Sprowadzał się on zasadniczo do dwóch zarzutów:
Naruszenie przepis art. 40 § 1 „Kodeksu wyborczego”, stanowiącego, iż „głosowanie odbywa się przy pomocy urzędowych kart do głosowania”.
Popełnienie przestępstwa przeciwko wyborom (art. 250 KK) poprzez wywieranie wpływu przez PKW na sposób głosowania wyborców wprowadzając ich w błąd informacją o sposobie ważnego głosowania.
Sąd Okręgowy (zgodnie z art. 393 kodeksu wyborczego) musi rozpoznać taki protest w ciągu 30 dni - czyli do 30 grudnia 2014 r.
Po tygodniu od wniesienia protestu (04.12.14) Sekretarz Sądowy wysłał do mnie w imieniu Sądu Okręgowego IV Wydziału Cywilnego "Wezwanie do uzupełnienia braków formalnych wniosku" o następujące dokumenty:
potwierdzenie, że składający protest Arkadiusz Urban w dniu wyborów figurował w spisie wyborców - a takiego dokumentu nie sposób uzyskać po dniu wyborów (!);
bagatela: 3585 kopii (!) wniosku dla tyluż obwodowych komisji wyborczych woj. mazowieckiego - czyli 14.342 strony A4 !!!
Oczywiście o takich załącznikach nie ma mowy w kodeksie wyborczym. A wszystko to należy dostarczyć w terminie 7 dni .
Żądanie dstarczenia 3586 kopii dla Obwodowych Komisji Wyborczych jest dość absurdalne i skutkować bezie wzywaniem na świadków członków Komisji? Jak Sąd sobie to wyobraża i czemu to ma służyć? Dziwi to zwłaszcza dziwi to w świetle złożonego przeze mnie 28 listopada 2014 r. Protestu Wyborczego, gdyż nie dotyczy on działań tych Komisji! Nie wspominając o siedmiu ryzach zadrukowanego papieru.
Powstaje oczywiście pytanie co Wysoki Sąd zamierza zrobić z tym materiałem w ciągu niespełna dwóch "świątecznych" tygodni,? Bo tyle pozostaje na rozpatrzenie wniosku!
Czemu to ma służyć? W jakim celu i na jakiej podstawie formalno-prawnej są te żądania?

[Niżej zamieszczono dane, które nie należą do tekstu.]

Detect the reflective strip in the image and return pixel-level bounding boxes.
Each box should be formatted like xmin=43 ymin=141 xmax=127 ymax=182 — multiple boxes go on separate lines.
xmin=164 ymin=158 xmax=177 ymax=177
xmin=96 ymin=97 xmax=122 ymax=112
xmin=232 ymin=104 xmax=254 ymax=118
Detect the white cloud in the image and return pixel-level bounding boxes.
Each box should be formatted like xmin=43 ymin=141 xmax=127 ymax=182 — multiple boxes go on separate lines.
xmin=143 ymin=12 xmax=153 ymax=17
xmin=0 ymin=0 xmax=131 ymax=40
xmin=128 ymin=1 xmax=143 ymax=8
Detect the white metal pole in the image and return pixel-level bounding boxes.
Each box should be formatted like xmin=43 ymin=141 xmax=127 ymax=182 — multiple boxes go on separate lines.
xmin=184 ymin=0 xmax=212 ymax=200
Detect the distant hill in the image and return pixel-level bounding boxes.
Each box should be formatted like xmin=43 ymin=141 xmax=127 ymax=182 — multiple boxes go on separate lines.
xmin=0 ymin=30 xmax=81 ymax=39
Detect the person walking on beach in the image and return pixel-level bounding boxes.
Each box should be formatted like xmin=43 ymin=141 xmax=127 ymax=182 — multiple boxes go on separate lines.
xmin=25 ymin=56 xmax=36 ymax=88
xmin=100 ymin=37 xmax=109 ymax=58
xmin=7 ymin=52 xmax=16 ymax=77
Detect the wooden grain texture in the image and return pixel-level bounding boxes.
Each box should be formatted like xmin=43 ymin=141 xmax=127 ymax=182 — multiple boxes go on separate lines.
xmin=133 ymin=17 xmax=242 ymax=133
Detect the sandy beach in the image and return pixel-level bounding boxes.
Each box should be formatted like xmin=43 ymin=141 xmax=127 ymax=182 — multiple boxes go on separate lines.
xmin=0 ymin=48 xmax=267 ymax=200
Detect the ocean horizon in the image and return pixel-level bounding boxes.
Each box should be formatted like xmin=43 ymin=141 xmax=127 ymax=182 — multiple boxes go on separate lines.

Gdy przed laty siedziałem w PRL-u za działalność w ramach demokratycznej opozycji, nie przypuszczałem w najmroczniejszych więziennych snach, że gdy już ta demokracja nastanie, to przybierze ona takie kształty. Ponad 2,4 mln głosów nieważnych (co piaty głos!), a u zewsząd płynie słynne "Nic się nie stało!" I nie ma winnych i ma tak być dalej bo na najbliższe wybory nie da się zmienić. Nie da i już! I tak ma być! Petryfikacja takiego stanu rzeczy grozi istocie demokracji. Grozi przeniesieniu się debaty publicznej z forum parlamentarnego na ulicę. Próbki już mamy... Nie dopuśćmy do tego. Zmieńmy to na lepsze.